Adam Audette, President RKG (@audette)
Noindex Pagination Requirements
– pages 2-N annotated with noindex
rel-prev / next
Check out zales
Check out betterjobs.com
Check out analytics (entries for paginated pages)
rel-canonical tag can interfere with rel prev/next tags
Keep in mind
– pages with rel next/prev can still be show in results
— but this is an extreme “edge case”
— can optionally use noindex
– use of rel next/prev consolidates signals
Cool techniques: Target uses a hash on their paginated URLs (Quora and Twitter does this, too)
Downsides:
– solves nothing for decreasing crawl overheads
– labor intensive and error prone
Canonical Action
Use rel-canonical to signal the preferred URL, not as a shortcut
Internal link signals should be consistent
Next Up: Jeff Carpenter from Petco
They had a messed up situation.
Results:
– 13% increase in conversion from natural search traffic
– reduced amount of pages indexed in SERPs
Maile Ohye from Google
2009: worked through issues of pagerank sculpting
2010: zappos and faceted navigation issues, exponential number of URLs to crawl
2011: launched improved URL parameters in Webmaster Tools
2011: REI using rel-canonical for non-duplication issues
— Google launched rel-prev/next 5 months later
— helped us identify more sequences than we detect ourselves (2012 statistic)
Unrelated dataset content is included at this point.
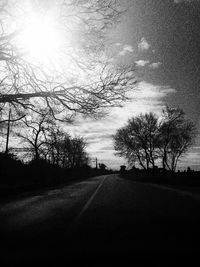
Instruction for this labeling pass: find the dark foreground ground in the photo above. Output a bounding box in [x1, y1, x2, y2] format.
[0, 175, 200, 266]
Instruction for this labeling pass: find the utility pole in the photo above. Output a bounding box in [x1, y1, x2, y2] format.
[96, 158, 98, 170]
[5, 108, 11, 154]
URL Parameters in Webmaster Tools
Assists understanding parameters to crawl site more efficiently
– for URL removals to remove certain documents
URL Parameters is a hint (not a directive like robots.txt)
Advanced Feature
– some sites already have high crawl coverage as determined by Google
– improper actions can result in pages not appearing in Search
Issue: inefficient crawling
Step 1: specify the parameters that do not change page content (session id, affiliate id, tracking id)
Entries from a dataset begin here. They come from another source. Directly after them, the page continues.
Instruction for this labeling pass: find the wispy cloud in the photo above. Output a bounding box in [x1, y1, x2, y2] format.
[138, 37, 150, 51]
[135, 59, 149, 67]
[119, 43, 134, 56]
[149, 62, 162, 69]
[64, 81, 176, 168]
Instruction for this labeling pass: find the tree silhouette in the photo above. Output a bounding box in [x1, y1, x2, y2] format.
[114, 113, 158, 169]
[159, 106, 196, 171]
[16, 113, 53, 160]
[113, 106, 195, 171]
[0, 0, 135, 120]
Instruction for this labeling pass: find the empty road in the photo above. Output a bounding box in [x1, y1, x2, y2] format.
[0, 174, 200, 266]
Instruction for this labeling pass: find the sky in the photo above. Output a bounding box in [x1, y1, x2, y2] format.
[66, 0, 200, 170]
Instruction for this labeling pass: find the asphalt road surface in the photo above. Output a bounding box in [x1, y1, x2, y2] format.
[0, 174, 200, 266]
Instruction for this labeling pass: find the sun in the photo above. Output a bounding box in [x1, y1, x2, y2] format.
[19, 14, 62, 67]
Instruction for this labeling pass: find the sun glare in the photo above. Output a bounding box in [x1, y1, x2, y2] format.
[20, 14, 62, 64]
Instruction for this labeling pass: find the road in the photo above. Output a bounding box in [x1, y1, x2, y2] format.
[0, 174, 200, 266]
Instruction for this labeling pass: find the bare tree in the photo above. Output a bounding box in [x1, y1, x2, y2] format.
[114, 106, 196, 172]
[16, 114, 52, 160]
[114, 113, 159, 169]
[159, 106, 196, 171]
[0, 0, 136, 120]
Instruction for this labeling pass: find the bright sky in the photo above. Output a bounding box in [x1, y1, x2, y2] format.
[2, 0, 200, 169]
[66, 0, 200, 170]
– likely mark as “does not change content”
Step 2a: specify parameters that change content
Step 2b: specify Googlebot’s preferred behavior
This puts a lot of control in your hand.
Sort parameter: changes the order the content is presented
Option 1: is the sort param optional throughout entire site?
Option 2: Can googlebot discover everything useful when the sort parameter isn’t displayed?
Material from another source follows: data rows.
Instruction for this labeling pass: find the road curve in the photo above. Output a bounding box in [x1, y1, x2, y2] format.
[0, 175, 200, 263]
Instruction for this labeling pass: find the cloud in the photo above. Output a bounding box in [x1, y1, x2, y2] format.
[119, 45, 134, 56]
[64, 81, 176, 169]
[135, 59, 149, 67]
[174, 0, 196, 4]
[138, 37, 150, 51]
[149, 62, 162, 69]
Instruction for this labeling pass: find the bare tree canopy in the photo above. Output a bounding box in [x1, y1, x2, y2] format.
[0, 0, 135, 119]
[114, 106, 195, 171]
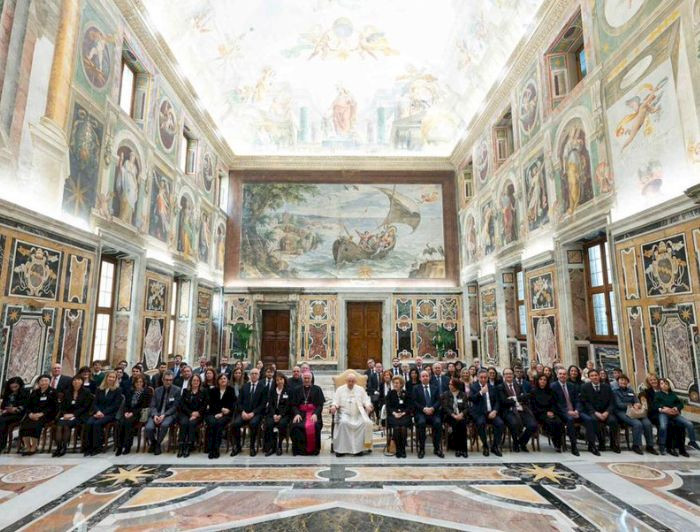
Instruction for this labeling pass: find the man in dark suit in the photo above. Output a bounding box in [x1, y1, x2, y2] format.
[413, 371, 445, 458]
[231, 368, 267, 456]
[550, 368, 599, 456]
[430, 362, 450, 397]
[581, 369, 620, 455]
[49, 362, 73, 398]
[219, 355, 233, 382]
[499, 368, 537, 453]
[145, 371, 180, 455]
[471, 369, 503, 456]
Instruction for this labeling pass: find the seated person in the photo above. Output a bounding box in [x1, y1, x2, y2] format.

If yes, go with crawl no urls
Sort parameter: same sort values used sitewide
Option 1: are the same sort values used consistently for every category?
Option 2: When user changes the sort value is the total number of items unchanged?
If yes, choose only urls with value x
Sort Setting
Narrows: filters content on the page by showing a subset of the total items
Specifies
Translates: almost always crawl every URL
Paginates: displays a component page of a multipage sequence
Multiple parameters in one URL
– imagine all URLs begin as eligible for crawling, then apply each setting as a process of elimination, not inclusion
Q&A
When there’s a low quality set of content (like content that got hit by Panda), don’t redirect it or rel-canonical it. Just 404 it. Maile agrees because often those 301s are hard to maintain. And a redirect is not going to help you beat the system. If it already is low content, it’s not going to pass any value.
Rel-canonical can be used as a good discovery signal. Now that’s interesting.